Throughout his life Signac remained commited to radical politics and like many artists and writers associated with Neo-Impressionism he was closely associated with the anarchist movement. One of the most remarkable works of his career (to be shown only in Amsterdam) is a vast canvas entitled The Wreckers (1897-1899). Signac's pick-axe wielding wrecker is his most overt reference to his politics and the anarchist wish to sweep away the old, corrupt order of society. Young artists regularly visited Signac's studio at St Tropez in the first decade of the 20th century. He became particularly attached to Henri Matisse, an enthusiastic admirer of his watercolours. Matisse painted Luxe, calme, et volupté while staying with Signac in St Tropez. Others followed, like Marquet, Camoin, Valtat and Van Dongen, and received a warm welcome from the Neo-Impressionist master. For many artists of the early 20th century, from Kandinsky to Mondrian, Neo-Impressionism represented a transitional art form. In the development of modern art Signac's work and his theoretical writings played a vital role.

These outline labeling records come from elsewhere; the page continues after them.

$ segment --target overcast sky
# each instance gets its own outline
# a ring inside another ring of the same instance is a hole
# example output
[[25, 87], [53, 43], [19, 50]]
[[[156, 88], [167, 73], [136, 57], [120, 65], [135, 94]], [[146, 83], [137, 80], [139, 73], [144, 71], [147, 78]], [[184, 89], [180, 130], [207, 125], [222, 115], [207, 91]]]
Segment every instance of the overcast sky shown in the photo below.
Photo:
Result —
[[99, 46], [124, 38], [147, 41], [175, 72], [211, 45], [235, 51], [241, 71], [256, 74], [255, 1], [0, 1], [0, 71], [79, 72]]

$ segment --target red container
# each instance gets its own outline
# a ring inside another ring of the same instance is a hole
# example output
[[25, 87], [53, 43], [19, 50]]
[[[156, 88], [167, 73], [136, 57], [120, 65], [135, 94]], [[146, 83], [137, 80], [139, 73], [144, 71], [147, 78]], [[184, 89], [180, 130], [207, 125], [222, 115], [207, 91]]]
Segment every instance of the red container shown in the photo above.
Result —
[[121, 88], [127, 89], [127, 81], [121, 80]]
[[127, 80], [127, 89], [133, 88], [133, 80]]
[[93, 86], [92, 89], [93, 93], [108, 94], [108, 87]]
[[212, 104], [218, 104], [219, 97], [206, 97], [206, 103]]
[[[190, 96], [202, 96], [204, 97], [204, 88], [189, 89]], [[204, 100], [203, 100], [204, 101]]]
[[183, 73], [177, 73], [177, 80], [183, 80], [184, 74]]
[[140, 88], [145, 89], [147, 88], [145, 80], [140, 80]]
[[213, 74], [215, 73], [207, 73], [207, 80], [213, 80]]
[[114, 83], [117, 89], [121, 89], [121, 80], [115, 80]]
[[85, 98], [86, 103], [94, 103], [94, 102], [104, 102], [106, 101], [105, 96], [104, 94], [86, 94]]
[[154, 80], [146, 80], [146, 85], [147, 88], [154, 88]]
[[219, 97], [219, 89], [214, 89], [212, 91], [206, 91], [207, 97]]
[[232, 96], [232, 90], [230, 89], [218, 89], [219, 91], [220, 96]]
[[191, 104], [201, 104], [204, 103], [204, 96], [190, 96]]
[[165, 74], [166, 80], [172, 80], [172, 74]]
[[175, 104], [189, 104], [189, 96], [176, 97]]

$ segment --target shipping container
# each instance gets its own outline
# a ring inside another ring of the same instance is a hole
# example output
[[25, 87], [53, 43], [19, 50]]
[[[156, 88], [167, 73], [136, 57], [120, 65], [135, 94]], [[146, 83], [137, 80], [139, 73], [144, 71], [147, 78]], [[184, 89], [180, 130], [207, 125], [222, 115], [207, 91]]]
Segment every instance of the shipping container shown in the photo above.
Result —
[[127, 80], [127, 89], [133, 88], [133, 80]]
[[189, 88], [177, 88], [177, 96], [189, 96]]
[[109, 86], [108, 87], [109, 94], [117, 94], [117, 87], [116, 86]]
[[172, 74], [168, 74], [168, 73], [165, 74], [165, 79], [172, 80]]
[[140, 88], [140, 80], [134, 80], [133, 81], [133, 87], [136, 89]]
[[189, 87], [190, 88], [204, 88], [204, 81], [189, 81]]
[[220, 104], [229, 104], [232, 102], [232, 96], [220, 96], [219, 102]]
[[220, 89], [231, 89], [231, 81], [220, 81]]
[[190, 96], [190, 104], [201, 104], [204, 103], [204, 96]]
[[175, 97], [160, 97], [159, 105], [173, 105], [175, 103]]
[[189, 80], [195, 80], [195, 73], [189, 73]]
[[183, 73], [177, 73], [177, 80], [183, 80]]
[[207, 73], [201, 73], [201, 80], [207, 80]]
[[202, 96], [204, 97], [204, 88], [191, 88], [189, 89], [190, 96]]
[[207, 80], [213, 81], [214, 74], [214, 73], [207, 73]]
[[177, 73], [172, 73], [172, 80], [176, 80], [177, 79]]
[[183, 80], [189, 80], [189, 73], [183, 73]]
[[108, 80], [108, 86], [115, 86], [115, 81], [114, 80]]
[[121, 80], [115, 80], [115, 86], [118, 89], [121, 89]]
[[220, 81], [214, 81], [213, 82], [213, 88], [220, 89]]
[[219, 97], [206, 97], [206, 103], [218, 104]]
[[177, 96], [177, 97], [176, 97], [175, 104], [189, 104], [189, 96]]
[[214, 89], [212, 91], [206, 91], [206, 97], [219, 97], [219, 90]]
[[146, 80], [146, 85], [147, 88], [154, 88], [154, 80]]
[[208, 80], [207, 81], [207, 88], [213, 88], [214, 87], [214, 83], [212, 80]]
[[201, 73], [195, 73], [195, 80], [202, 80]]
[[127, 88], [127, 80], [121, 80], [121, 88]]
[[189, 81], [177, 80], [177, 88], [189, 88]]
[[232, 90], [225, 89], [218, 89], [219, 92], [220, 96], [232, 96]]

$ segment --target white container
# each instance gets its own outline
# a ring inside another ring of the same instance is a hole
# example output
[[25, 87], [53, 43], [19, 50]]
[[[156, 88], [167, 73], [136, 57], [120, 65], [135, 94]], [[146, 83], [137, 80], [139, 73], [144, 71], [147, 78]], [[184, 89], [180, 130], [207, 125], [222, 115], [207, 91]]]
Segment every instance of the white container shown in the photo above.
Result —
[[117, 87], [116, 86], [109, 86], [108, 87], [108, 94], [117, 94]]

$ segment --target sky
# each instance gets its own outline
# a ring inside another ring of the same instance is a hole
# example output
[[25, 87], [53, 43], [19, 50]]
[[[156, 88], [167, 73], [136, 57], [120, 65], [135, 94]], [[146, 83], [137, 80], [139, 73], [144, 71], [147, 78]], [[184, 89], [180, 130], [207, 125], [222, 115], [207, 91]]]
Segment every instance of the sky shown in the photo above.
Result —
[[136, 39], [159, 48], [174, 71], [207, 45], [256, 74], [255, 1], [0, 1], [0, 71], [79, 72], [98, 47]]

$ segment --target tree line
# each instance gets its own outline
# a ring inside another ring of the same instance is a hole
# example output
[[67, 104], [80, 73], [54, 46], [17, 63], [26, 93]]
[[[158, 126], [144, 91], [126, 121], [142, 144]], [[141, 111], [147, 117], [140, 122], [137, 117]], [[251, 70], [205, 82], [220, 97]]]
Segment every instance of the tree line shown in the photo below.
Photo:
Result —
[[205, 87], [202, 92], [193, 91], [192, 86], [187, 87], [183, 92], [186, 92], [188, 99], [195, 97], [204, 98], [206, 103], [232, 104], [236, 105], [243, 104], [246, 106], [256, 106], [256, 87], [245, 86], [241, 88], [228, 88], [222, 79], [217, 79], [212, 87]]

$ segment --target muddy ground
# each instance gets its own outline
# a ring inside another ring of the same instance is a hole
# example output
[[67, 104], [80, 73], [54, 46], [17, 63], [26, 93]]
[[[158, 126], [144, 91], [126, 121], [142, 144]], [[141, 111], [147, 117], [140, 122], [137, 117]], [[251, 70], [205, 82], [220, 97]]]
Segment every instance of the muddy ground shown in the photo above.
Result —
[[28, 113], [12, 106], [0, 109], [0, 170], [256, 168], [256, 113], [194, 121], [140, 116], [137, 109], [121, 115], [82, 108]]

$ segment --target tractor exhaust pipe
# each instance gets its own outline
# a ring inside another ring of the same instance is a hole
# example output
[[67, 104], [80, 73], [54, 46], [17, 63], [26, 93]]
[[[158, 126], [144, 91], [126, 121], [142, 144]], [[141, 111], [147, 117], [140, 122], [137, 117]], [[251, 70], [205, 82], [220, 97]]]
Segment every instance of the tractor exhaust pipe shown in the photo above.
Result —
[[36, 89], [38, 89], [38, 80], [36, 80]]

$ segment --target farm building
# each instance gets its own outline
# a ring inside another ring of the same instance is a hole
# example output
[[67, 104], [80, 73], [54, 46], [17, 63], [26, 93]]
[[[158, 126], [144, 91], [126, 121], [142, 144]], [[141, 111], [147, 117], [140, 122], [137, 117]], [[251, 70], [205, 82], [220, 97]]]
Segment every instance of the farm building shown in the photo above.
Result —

The show ends, however, with Signac looking back to the 19th century. One of his last works is a watercolour of 1935 depicting the famous Yellow House in Arles where Van Gogh once lived and worked. Van Gogh and Signac became friends during the former's period in Paris (1886-1888) and they painted together in the suburbs. Although ten years his junior, Signac was able to encourage Van Gogh's experiments with Neo-Impressionism. Later, Signac visited Van Gogh when he was in the hospital at Arles. He remained a loyal supporter of Van Gogh's work and was instrumental in organising several of the earliest posthumous exhibitions of his art in the 1890s.